Closed n1243645679976 closed 3 years ago
Hi @n1243645679976!
The table that you have mentioned presents the WER scores on libri-test-clean
so you do not need to add any SNR related arguments. You can simply use the test.py
/test_enhanced.py
. The command seems to have --model-path
missing, you should probably add that unless you have hard-coded it at your end. I have made minor edits to test.py
and added 'utils_orig.py` which should eliminate some of the errors. Note that greedy decoding (viterbi decoding) is the default setting.
Hope this helps! Best, Archiki
Thanks for your quick response and explanation!

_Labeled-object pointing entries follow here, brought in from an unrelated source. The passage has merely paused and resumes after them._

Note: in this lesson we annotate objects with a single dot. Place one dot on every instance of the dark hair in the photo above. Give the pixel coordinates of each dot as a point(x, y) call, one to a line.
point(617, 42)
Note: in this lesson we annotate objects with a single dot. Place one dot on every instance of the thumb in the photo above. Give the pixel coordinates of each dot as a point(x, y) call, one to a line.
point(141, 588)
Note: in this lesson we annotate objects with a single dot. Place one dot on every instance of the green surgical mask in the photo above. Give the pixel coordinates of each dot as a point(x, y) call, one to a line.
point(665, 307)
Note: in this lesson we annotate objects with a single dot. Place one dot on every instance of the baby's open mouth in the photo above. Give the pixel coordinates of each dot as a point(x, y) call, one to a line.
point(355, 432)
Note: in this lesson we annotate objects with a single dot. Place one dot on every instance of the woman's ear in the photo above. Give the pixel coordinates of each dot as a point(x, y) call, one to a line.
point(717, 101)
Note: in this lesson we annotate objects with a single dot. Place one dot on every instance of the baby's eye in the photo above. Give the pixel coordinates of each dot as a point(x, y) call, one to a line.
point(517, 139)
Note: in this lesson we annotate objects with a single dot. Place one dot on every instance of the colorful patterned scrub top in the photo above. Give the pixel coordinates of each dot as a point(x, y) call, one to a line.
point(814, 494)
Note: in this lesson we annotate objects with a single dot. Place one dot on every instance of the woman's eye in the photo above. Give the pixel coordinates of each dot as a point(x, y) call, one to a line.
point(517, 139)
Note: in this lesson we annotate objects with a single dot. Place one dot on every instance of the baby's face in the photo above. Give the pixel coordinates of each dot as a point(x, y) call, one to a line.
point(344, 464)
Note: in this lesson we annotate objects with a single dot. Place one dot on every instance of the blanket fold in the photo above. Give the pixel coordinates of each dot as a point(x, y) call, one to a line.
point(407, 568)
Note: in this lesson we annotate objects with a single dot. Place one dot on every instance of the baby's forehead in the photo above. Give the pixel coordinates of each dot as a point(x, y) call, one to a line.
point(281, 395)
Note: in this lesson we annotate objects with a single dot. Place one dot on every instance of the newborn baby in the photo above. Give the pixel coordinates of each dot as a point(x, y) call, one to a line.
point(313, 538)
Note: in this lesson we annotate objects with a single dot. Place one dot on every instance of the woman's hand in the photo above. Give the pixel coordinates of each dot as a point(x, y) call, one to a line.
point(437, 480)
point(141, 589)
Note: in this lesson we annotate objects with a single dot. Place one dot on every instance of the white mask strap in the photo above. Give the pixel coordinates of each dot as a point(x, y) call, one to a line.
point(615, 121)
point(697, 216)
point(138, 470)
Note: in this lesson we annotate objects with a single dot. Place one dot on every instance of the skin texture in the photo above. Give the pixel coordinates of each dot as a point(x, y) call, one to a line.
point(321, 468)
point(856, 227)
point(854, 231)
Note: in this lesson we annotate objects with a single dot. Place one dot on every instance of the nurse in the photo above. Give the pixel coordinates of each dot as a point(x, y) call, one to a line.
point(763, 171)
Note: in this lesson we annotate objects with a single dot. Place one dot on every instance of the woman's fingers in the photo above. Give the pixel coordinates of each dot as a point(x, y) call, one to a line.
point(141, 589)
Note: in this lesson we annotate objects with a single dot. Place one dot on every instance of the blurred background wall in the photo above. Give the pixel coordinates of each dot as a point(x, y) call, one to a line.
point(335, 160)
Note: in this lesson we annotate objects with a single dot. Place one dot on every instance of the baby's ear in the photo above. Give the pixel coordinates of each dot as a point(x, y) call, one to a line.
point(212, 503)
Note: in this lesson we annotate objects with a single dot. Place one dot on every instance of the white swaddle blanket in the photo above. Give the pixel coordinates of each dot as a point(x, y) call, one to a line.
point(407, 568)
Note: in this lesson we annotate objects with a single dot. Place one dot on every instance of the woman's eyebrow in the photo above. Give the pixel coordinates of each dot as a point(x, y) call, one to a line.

I am trying the test_enhanced.py
for testing now, but the noise-related code(L36, L40-41, L90-91, L106-114, L154) still gives me error message, so I comment them and force it to evaluate. If there's any problem, I'll comment in this issue again.
By the way, can I ask for the log of training/develop loss and the checkpoint after finetuning?
I want to use it to compare with my experiment results.
best, Cheng-Hung Hu.
I am not sure about which lines you are referring to (L36 is the parser code for epochs), but one quick fix is to supply the SNR arguments but keep --noise-dir
as empty or none, and --noise-prob 0
. This will not add any noise and the evaluation can proceed.
Hi @archiki,
I'm testing with test_enhanced.py
, so for example, L36 means here. I doesn't change the parameters about audio_conf_noise such as noise-prob, noise-dir since the noise-prob is given 0 in your code and the target test set is already noisy.
Here's the process I test the noisy dataset.
I modified the test_enhanced.py as I comment two days ago, where L154 is modified to half=args.half, wer_dict= wer_dict)
(remove the args.SNR)
Then, after I grouped the .wav files in the customed dataset(test_noisy_speech) by SNR and the type of noise, I tested them with the pretrained model, and I found the WER and the CER is different from the result shown in Table2 in your paper
For instance, the Talbe shows the WER of Car 0dB is 35.0, but the WER I got is 45.683.
My problem is :
best, Cheng-Hung Hu
Hey @n1243645679976 ,
I fixed the edit you suggested in L154 of test_enhanced.py
. However, at my end, I am able to reproduce the results mentioned in the table. I am attaching an image of the command as well as the results generated. I hope this will give you some clarity.
So the answer to your question 1 is yes, it's the same model. The answer to your question 2, is difficult for me to say since I don't have access to your setup. However, I have provided the test set used as you mentioned. I would recommend you double-check your manifest files, to ensure that you have matched the audio file with the correct transcript text. You should also check if you are able to re-create the clean WER of 10.3 using the standard libri-test-clean
set.
Then, after I grouped the .wav files in the customed dataset(test_noisy_speech) by SNR and the type of noise, I tested them with
I am not sure what you mean by this, there is no need for you to group anything. As long as add all the files in the test_noisy_speech
to the manifest appropriately, the testing code can group the files by noise-type and SNR. Hope this helps.
Best, Archiki
Hi @archiki,
Thank you for running the experiment and the image is very helpful!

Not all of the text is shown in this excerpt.